名作の舞台                                              □ 秋田県横手市 本文へジャンプ


若い人
石坂洋次郎




 取材のカメラマンが珍しく弱音をはいた。「一枚の写真にするには難しいね」。小説には、港町にあるミッション系の高等女学校が登場するが、この横手には港もなければ、私立の女子校もない。しかし地元の人達は、『若い人』の原点は、この横手だといい、石坂も「私の文学は、大都市でもなく、郷里でもなく、十三年間、教員生活を送った横手の町で目立って成長し、そして花を開かせた」と回想している。

 『若い人』は、県立横手中(横手高校)の国語教師をしながら書き続け、昭和8年から12年までの間、「三田文学」に断続的に連載された。石坂作品は面白く映画化されたこともあって、明るい青春小説とみられがちだが、『若い人』は、重くて考えさせる展開が評判になった。石坂は後になって、「当時の暗い実生活から抜け出したいために華やかで放恣で無惨で美しい人間の崩れいく精神と肉体の歴史を綴りたかった」と話したという。わが子を亡くし、妻に去られたうつろな生活が底流にあった。
  新任教師、間崎慎太郎は、五年生の美少女 江波恵子の作文を読んで衝撃をうける。私生児としての生い立ちを語り、父を知るためにも男を知りたいという早熟で怪しい告白だった。間崎は、同僚教師の橋本スミに理知的な魅力を感じながら、江波にも思いを寄せる。偽善性や卑怯さをもつ典型的な日本人の間崎。教育論やプロレタリア文学論、恋愛論をたたかわせながら物語は展開する。
 雪の「かまくら」で知られる横手の冬は深い雪にうもれる。だから短い夏は一段と明るくみえる。小高い横手城跡からは、大きくうねった横手川、その向こうに鳥海山が光る。その町の一角に石坂は十三年間、住んだ。「決して気の休まる生活じゃなかったんですよ」と石坂洋次郎文学記念館の高根喜由館長はいう。「ここでは文学を語る相手もなく孤独だったんです。しかも奥さんが『主義』のために恋人を追って出奔してしまうんです。先生が偉いのは、その苦しさを逆手にとって名作を残したことなんですね」。
 横手中学時代の石坂は、「よが(夜蚊)」というあだ名がついた。やせていて、声が小さかったからだという。その夜蚊が、「若い人」のなかでもチクリチクリと時代を刺した。「天皇陛下は黄金のお箸でお食事をなさるんですか」「海軍士官の短剣は鉛筆を削ったり、果物の皮をむいたりするんです」、こんな会話の場面が、不敬罪、軍人誣告罪に問われ、教員を辞職するはめになる。恋愛が不道徳とされた時代に恋愛を書き、思想統制の時代にあえてスレスレの議論をする。石坂は本物のリベラリストだったのかもしれない。
  上京して後に石坂は横手を敬遠、文学碑の建立も断り続けた。「でも、横手は気がかりだったんです。東京でお会いすると、どうした、どうなったと横手のことを聞かれるんです。ただ私生活でのトラブルを思うと複雑だったんでしょう」。教え子の一人、医師の高橋昌洋さん(81)。昭和51年に高橋さんらが奔走して城跡に文学碑が建った。「小さな完成よりもあなたの孕んでいる未完成の方がはるかに大きなものがあることを忘れてはならないと思う」。石坂が選んだ『若い人』の一節が刻まれた。

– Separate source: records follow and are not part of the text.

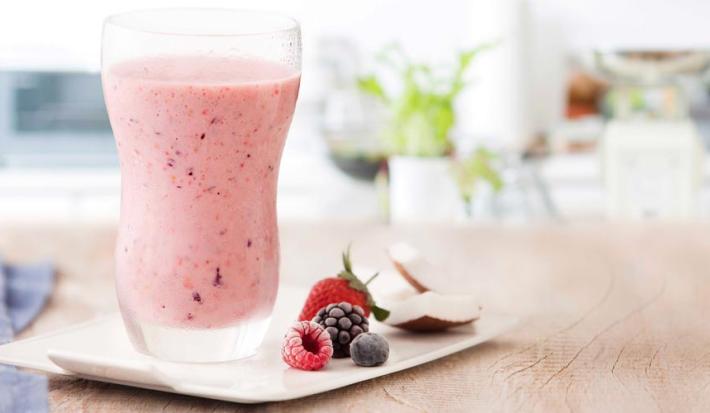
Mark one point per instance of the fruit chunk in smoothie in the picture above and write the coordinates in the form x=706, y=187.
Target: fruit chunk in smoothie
x=199, y=141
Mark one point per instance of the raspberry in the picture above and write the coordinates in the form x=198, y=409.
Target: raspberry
x=306, y=346
x=343, y=321
x=369, y=349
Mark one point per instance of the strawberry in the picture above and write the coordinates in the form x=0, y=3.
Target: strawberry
x=346, y=286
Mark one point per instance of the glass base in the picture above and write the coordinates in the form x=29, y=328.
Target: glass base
x=198, y=345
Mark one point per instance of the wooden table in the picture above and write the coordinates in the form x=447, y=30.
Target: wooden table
x=614, y=317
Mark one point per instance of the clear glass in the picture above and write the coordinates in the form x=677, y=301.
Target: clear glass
x=200, y=102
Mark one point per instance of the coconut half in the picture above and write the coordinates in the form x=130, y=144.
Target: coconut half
x=430, y=311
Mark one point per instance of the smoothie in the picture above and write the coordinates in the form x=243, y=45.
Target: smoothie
x=199, y=141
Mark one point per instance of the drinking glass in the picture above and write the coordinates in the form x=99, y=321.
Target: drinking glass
x=200, y=102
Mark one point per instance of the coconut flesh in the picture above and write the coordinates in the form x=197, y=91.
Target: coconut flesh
x=419, y=308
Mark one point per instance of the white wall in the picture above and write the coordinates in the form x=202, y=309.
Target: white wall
x=67, y=33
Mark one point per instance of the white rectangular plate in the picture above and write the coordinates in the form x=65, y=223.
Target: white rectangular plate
x=100, y=350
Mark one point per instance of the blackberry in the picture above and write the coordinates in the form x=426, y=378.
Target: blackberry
x=343, y=321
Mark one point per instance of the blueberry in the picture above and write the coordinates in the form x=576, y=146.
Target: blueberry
x=369, y=349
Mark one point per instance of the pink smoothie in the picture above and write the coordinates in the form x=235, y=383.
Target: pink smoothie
x=199, y=141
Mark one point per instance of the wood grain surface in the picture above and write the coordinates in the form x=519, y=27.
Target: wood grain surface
x=614, y=317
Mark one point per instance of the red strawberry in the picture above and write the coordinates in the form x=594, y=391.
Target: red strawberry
x=345, y=287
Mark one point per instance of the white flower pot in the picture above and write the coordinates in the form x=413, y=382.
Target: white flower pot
x=423, y=190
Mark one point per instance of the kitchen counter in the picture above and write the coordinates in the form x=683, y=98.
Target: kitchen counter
x=614, y=317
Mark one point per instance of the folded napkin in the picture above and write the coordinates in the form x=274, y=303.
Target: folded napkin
x=23, y=292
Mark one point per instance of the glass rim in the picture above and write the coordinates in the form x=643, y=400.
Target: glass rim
x=128, y=21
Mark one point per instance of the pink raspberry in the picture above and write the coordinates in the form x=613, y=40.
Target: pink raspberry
x=307, y=346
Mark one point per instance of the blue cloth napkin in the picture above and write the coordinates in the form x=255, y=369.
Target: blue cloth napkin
x=23, y=292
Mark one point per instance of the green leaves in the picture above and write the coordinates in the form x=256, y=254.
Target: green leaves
x=477, y=168
x=370, y=84
x=355, y=283
x=422, y=112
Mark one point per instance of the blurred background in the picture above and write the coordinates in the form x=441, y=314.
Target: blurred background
x=451, y=111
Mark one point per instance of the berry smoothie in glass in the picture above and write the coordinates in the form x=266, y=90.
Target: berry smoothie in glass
x=200, y=102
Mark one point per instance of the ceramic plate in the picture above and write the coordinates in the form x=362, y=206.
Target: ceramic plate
x=100, y=350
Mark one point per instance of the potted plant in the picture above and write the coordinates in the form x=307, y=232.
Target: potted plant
x=425, y=183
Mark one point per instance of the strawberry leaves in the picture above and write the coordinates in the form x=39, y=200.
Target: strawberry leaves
x=355, y=283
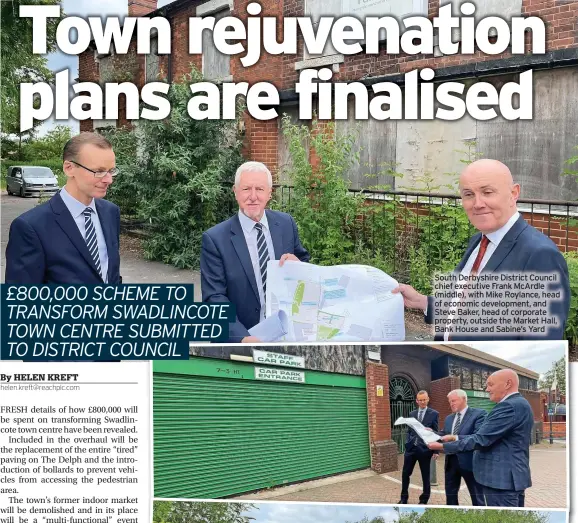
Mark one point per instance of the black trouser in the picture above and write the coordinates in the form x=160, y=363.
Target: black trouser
x=409, y=461
x=503, y=498
x=453, y=478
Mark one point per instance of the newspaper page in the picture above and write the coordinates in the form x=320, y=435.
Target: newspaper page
x=338, y=303
x=75, y=444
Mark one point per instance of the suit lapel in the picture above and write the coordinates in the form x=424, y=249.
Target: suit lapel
x=107, y=232
x=68, y=225
x=276, y=236
x=240, y=245
x=506, y=245
x=473, y=244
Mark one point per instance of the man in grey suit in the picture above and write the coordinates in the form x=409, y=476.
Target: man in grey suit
x=501, y=461
x=463, y=421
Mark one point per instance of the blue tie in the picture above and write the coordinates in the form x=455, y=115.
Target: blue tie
x=90, y=238
x=263, y=254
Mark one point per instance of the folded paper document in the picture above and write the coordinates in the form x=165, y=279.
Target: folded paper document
x=271, y=329
x=426, y=435
x=338, y=303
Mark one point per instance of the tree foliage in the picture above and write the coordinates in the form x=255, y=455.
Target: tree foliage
x=18, y=63
x=177, y=174
x=201, y=512
x=557, y=373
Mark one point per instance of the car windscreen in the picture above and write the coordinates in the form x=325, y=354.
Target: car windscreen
x=38, y=172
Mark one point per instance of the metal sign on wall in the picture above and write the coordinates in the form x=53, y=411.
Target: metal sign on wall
x=271, y=374
x=273, y=358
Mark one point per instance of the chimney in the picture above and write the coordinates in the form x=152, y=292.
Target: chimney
x=141, y=7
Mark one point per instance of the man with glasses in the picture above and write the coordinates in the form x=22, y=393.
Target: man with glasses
x=416, y=450
x=74, y=237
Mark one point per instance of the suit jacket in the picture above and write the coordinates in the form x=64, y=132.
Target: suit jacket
x=502, y=446
x=470, y=424
x=45, y=246
x=227, y=272
x=431, y=421
x=522, y=249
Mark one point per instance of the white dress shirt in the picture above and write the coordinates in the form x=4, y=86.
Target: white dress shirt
x=494, y=240
x=462, y=414
x=250, y=233
x=507, y=396
x=76, y=209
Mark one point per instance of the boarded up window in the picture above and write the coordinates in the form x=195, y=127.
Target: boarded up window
x=152, y=62
x=216, y=65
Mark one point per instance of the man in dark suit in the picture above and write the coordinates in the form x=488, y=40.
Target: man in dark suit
x=416, y=450
x=505, y=244
x=235, y=252
x=463, y=421
x=74, y=237
x=501, y=461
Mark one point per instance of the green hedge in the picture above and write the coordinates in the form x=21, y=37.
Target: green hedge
x=55, y=165
x=572, y=324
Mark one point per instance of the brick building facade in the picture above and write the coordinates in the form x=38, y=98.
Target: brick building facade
x=534, y=157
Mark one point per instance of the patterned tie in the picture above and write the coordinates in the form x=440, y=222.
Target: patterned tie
x=483, y=248
x=90, y=239
x=457, y=425
x=263, y=254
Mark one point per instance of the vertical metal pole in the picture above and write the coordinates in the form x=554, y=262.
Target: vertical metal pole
x=433, y=476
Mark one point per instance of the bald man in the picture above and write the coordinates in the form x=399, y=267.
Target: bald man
x=501, y=461
x=504, y=243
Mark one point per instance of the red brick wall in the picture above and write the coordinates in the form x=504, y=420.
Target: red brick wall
x=561, y=32
x=87, y=72
x=558, y=429
x=383, y=448
x=533, y=397
x=439, y=390
x=141, y=7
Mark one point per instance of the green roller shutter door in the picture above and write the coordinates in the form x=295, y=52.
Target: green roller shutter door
x=221, y=436
x=480, y=400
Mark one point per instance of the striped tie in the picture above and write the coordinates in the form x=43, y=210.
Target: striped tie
x=457, y=425
x=90, y=238
x=263, y=254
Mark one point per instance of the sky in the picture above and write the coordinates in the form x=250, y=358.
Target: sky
x=58, y=61
x=536, y=356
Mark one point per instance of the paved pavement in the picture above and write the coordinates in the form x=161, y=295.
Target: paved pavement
x=549, y=490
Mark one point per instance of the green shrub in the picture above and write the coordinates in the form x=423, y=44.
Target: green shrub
x=572, y=323
x=177, y=174
x=55, y=165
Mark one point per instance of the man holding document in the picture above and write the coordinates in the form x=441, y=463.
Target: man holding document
x=235, y=253
x=501, y=445
x=416, y=450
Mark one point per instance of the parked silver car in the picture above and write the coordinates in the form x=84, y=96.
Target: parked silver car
x=28, y=180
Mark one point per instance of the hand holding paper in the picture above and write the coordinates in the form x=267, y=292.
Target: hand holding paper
x=426, y=435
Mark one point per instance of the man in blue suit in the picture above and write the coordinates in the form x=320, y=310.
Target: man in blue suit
x=416, y=450
x=505, y=244
x=463, y=421
x=234, y=253
x=501, y=460
x=74, y=237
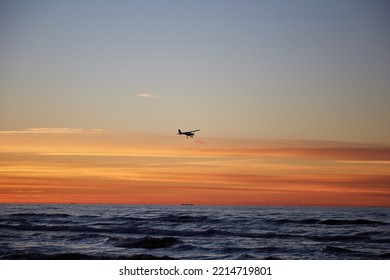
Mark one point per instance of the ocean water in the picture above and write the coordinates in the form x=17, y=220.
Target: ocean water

 いしざか・ようじろう 1900−1986。青森県弘前市生まれ。慶応大国文科卒。教職のかたわら「若い人」「麦死なず」などを書く。戦後は「青い山脈」「石中先生行状記」など。

☆ メモ 「かまくら」のない夏の横手は静かな町だった。城から見た町はおおきくうねる川筋がはぐくんできたように見える。